I’ve just been to Lisbon. I was blown away by how clean, organised and sophisticated it was. The sublimely warm and sunny weather helped. This was one of those basket case economies that after 2008 looked like bringing the EU down. Now exports are up, tourism is up and Portugal like Ireland is on a convincing road to recovery and growth.
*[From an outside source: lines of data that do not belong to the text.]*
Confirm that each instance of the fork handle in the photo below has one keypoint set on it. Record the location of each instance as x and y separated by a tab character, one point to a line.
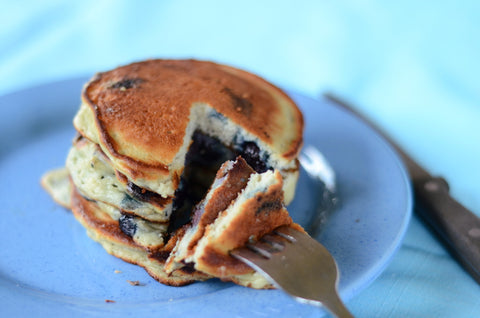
335	306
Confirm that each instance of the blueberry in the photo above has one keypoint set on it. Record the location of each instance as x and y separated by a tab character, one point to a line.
127	225
251	153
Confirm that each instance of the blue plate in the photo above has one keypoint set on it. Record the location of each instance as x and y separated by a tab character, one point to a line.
49	266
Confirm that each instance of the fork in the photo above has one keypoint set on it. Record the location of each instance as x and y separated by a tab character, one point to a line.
299	265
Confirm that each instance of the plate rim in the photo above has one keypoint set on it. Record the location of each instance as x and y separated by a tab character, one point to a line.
375	272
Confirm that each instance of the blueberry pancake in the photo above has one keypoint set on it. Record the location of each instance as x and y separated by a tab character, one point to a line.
241	207
176	162
104	230
144	116
94	177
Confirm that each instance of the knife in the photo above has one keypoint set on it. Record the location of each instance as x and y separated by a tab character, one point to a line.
457	227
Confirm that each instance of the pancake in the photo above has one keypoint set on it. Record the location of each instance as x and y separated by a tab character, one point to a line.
241	207
94	178
144	115
177	162
104	230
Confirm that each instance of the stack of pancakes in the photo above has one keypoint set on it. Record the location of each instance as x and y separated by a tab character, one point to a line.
177	162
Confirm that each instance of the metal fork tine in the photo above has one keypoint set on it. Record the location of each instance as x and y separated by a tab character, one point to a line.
303	268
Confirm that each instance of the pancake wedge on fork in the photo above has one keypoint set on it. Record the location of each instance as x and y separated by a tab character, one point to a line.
171	162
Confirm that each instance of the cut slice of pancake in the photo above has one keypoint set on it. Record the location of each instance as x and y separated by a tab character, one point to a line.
233	213
144	115
230	180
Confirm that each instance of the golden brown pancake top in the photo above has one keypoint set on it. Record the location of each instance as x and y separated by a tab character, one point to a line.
143	107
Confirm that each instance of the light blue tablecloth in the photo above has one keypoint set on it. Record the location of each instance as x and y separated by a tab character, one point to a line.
413	66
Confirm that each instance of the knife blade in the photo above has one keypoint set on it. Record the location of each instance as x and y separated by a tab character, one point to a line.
458	227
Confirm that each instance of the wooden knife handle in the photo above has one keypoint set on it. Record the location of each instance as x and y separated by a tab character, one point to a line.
458	226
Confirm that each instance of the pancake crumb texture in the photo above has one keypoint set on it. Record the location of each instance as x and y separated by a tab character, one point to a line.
178	162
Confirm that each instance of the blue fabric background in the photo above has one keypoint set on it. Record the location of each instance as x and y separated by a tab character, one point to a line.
412	66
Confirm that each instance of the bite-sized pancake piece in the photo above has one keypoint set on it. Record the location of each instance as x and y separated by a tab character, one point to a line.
234	213
94	177
143	116
230	180
103	229
57	183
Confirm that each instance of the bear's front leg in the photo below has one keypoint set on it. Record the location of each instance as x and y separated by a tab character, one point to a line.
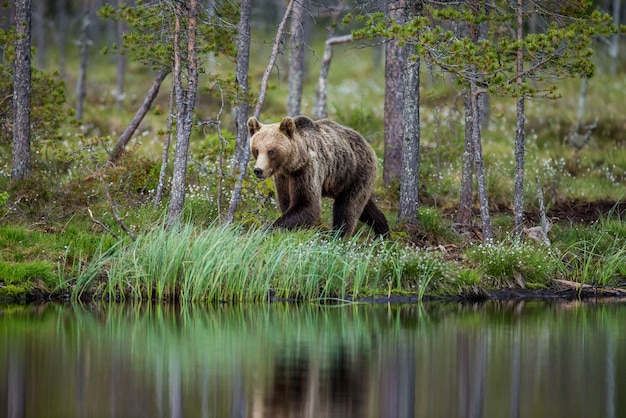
305	206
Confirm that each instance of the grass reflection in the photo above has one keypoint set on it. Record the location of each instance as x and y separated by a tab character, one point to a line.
311	360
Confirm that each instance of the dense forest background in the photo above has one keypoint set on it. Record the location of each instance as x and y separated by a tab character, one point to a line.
97	62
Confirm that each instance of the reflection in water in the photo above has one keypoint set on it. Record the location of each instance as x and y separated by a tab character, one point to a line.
433	360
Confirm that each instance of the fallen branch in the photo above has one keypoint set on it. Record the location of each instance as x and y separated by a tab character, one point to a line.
101	224
121	143
589	289
117	218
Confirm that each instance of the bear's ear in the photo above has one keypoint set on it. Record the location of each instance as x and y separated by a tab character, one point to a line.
253	126
288	127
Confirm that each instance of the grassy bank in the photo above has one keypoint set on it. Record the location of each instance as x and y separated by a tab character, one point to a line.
236	264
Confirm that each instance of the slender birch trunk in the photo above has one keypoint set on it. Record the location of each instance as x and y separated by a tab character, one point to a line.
236	196
518	189
185	104
241	156
21	165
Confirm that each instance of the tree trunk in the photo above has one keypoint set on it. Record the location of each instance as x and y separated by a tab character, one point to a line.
614	45
236	196
121	143
81	88
392	166
62	35
21	166
464	213
39	32
518	188
409	179
320	110
185	104
121	60
158	196
241	156
296	60
479	165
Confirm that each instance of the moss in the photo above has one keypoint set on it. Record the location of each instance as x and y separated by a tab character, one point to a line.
27	273
13	293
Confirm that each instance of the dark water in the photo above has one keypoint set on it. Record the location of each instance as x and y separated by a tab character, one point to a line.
527	359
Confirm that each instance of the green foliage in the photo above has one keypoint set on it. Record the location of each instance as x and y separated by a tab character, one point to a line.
525	263
150	38
47	100
562	49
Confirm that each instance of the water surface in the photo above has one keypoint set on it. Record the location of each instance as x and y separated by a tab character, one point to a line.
523	359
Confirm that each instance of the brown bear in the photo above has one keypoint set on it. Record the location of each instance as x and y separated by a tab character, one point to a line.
310	159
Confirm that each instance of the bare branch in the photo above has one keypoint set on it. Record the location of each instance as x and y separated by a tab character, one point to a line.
320	109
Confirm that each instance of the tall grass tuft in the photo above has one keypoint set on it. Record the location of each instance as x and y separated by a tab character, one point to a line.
515	263
596	255
230	264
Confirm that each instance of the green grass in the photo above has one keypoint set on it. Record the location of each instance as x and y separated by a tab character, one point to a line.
230	264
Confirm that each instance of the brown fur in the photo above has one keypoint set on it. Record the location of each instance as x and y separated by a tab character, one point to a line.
310	159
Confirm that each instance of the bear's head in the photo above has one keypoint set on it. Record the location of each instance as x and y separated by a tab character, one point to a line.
274	147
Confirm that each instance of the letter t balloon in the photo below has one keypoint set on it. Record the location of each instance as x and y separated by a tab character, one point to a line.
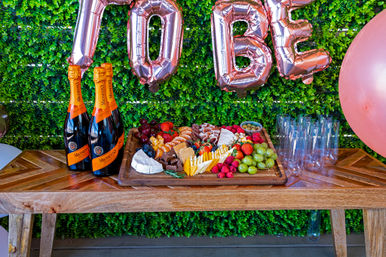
87	30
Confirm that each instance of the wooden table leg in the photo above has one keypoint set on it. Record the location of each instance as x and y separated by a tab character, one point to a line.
374	222
338	227
48	234
20	234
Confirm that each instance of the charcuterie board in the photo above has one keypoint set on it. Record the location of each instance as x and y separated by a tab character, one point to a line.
129	177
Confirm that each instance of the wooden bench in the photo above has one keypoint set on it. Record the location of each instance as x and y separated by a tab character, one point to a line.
39	182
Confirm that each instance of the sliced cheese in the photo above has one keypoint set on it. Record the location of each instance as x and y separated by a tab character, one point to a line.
225	155
144	164
185	154
226	137
201	168
179	147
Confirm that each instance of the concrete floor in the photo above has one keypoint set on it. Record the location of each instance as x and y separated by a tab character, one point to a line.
264	246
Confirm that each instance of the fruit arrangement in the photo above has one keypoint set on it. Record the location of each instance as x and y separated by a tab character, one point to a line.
206	148
254	157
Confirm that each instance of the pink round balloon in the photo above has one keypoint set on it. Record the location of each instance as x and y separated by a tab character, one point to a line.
362	84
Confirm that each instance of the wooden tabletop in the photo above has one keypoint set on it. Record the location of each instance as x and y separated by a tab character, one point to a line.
39	182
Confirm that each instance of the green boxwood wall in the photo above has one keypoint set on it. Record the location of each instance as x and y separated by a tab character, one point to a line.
36	38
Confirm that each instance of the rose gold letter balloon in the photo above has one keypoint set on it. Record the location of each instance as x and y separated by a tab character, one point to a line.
362	84
286	33
153	72
250	45
87	30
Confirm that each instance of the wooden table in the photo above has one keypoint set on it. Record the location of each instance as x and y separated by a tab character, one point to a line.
39	182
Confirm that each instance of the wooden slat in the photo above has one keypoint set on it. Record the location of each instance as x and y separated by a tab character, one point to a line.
193	199
374	222
43	185
20	233
48	234
338	227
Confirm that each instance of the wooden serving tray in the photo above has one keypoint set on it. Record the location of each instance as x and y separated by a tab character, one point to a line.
129	177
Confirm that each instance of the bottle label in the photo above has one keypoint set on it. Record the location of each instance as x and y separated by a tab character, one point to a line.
107	158
76	110
101	110
76	106
78	155
121	140
110	94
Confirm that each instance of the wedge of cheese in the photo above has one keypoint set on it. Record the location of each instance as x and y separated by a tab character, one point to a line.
226	137
201	168
144	164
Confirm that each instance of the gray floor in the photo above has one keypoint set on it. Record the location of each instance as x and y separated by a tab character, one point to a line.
264	246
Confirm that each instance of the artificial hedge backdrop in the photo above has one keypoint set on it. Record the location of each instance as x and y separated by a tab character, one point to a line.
36	38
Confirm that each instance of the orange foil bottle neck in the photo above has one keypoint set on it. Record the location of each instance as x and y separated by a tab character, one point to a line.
76	106
101	108
109	86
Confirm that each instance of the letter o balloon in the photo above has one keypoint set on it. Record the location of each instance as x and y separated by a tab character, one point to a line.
153	72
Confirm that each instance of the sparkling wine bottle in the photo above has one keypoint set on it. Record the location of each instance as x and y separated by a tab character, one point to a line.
76	125
102	135
118	124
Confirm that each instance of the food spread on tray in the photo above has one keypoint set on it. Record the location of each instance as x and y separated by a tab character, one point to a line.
206	148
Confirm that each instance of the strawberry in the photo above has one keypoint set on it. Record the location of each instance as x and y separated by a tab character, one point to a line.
238	154
256	136
203	150
240	130
225	169
221	175
208	145
229	160
237	146
235	164
229	175
165	127
197	143
167	137
215	169
173	133
219	165
247	149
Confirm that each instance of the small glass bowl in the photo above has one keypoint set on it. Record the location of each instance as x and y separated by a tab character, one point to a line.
250	132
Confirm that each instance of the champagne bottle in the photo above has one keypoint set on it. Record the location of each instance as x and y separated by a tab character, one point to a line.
118	124
102	136
76	125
My love affair with Europe grows. The thought of Brexit seems as insane as contemplating suicide. What possible sense does resigning from the largest economy and the most exciting culture in the world make? The arguments that the petty bureaucracy of the EU is stifling may be fair but disliking our own HMRC would be a piffling reason for emigrating.
What I love about Europe is that it works. It is so civilised, peaceful and sensible. The Brexit politicians all seem so dreary, aggressive and unambitious. The stay-Ins, for their part, seem inhibited, and too embarrassed to say what they really feel.
Daniel Kahneman’s book “Thinking fast and slow” nailed the realities of decision making…that it was the intuitive System One part of our brains that called all the shots. It makes little sense to seek a list of whys and why-nots for most of us. We are either “Little Englanders” or we are Europeans/Global citizens in our gut. Maybe I should blame my parents who lived the first 15 years of their marriage in Spain for the way I intuitively lean.
It was in Portugal that I read Jean-Claude Piris (he sounds suspiciously foreign or, worse, French the Brexits might say). He used to be Director General Legal Services EU and has written a book called “If the UK Votes to Leave”.
It’s chilling stuff. Leaving the EU is not like resigning from a job or getting a divorce. It will take years of negotiation and the way the EU works they won’t make it easy for us. Our national aircraft will, as it were, be grounded for a very long time.
Our lawyers will have a field day or rather a field year or five redrafting legislation. Our 2million countrymen living in the EU may have a rather unpleasant time especially as Brexit would be accompanied by Britain taking repressive attitudes to the Eastern Europeans. Trade relations with the EU would not just carry on as normal…everything would slow down. Think it’s a bureaucratic morass now? You just wait.
But there’s all the rest of the world to trade with.
Well it’s actually not that simple. Many of our trade relationships are done through the EU so we’d have to redevelop those from a somewhat weaker position. It’s no use comparing our position to Canada, Australia or Switzerland. By leaving the EU we’d be fundamentally changing the status quo.
Whichever way Brexit would be a very long and bloody mess.
And like Millwall FC no one would like us. But unlike Millwall I, and hopefully a majority of Britons, would very much care about that.
1 comment:
Portugal sounds lovely, yet it was a repressive dictatorship not so long ago. Of course membership of the EU did not cause this transition, but it surely helped cement democracy in place.
A good friend, a Portuguese Sephardic Jew by background, is planning to become a Portuguese citizen in the event of Brexit. Portugal, like Spain has decided to welcome back the families of Sephardic Jews that they expelled all those centuries ago. My friend says that he would feel uncomfortable traveling with a British passport, post Brexit. Sad that the UK, long a refuge for persecuted Jews, should even consider damaging that reputation.